Division of Periodontology, College of Dentistry, The Ohio State University, 305 West 12th Avenue, Columbus, OH, 43210, USA.
Dentistry Administration, King Fahad Medical City, Riyadh, Kingdom of Saudi Arabia.
Clin Oral Investig. 2021 Oct;25(10):5907-5915. doi: 10.1007/s00784-021-03896-7. Epub 2021 Mar 21.
The present case series aimed to examine lip repositioning surgery (LRS) outcomes related to changes in external and internal upper lip (UL) dimensions, utilizing both conventional clinical and novel radiographic approaches.
Patients (n = 13) diagnosed with hypermobile UL (>8-mm mobility during smile) and excessive gingival display (≥4-mm) were included and assessed at baseline and 6 months postoperatively. Clinical parameters at rest included total lip and internal lip length (vestibular depth). At maximum smile included total lip, philtrum (ergotrid), and vermilion lengths. Cephalometric parameters included anterior maxillary height; lip length; nasolabial angle; anteroposterior lip thickness; internal lip length (vestibular depth); and vestibular fornix position (using novel approach employing radiopaque marker). Linear mixed-effect models, Pearson's correlation, and linear regression were used for statistical analyses.
LRS did not affect total UL length at rest (p = 0.418). It resulted in significant internal UL length decrease (-3.8 ± 2.1 mm, p < 0.001) and significant increases of vermilion length (1.9 ± 1.0 mm, p < 0.001) and anteroposterior lip thickness (0.7 ± 0.7 mm, p = 0.002). The clinical and radiographic measurements of total UL length at rest (r ≥ 0.734) and of internal UL length (r ≥ 0.737), and the two radiographic assessments of vestibular depth (r = 0.842), were strongly correlated.

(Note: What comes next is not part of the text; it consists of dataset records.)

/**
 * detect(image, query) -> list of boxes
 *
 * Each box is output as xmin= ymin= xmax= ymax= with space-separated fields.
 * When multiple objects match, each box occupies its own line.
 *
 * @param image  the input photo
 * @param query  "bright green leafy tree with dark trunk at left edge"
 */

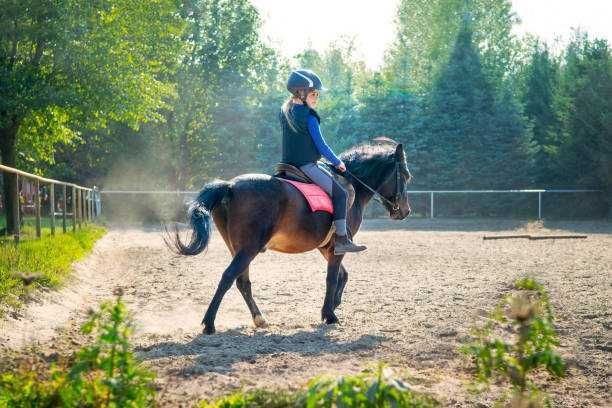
xmin=0 ymin=0 xmax=182 ymax=233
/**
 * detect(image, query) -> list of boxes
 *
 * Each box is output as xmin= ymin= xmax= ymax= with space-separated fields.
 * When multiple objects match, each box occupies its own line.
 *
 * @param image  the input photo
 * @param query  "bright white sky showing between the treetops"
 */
xmin=251 ymin=0 xmax=612 ymax=69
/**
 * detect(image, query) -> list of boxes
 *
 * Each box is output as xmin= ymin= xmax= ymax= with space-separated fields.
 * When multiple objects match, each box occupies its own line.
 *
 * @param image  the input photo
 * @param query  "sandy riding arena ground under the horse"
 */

LRS resulted in significant decrease of vestibular depth/internal UL length and in significant increases of UL vertical vermilion length and UL anteroposterior thickness, without affecting total UL length at rest.
The documented lip dimensional outcomes should help practitioners when treatment-planning LRS and counseling patients seeking treatment for hypermobile UL.
本病例系列旨在通过传统临床和新型影像学方法,检查唇复位术(LRS)与上唇(UL)外部和内部尺寸变化相关的结果。
纳入了诊断为 UL 过度活动(微笑时>8mm 活动度)和过度牙龈显露(≥4mm)的患者(n=13),并在基线和术后 6 个月进行评估。休息时的临床参数包括总唇和内唇长度(前庭深度)。最大微笑时包括总唇、人中(驼峰)和唇红长度。头影测量参数包括上颌前高度;唇长;鼻唇角;唇前后厚度;内唇长度(前庭深度);和前庭窝位置(采用新型放射性标记方法)。线性混合效应模型、皮尔逊相关性和线性回归用于统计分析。
LRS 不影响休息时的总 UL 长度(p=0.418)。它导致内唇长度显著减少(-3.8±2.1mm,p<0.001),唇红长度显著增加(1.9±1.0mm,p<0.001)和唇前后厚度增加(0.7±0.7mm,p=0.002)。休息时总 UL 长度(r≥0.734)和内唇长度(r≥0.737)的临床和影像学测量,以及前庭深度的两种影像学评估(r=0.842)之间存在高度相关性。
LRS 导致前庭深度/内唇长度显著减少,UL 垂直唇红长度和 UL 前后厚度显著增加,而休息时总 UL 长度不受影响。
记录的唇部尺寸结果应有助于临床医生在计划 LRS 治疗和为寻求治疗 UL 过度活动的患者提供咨询时。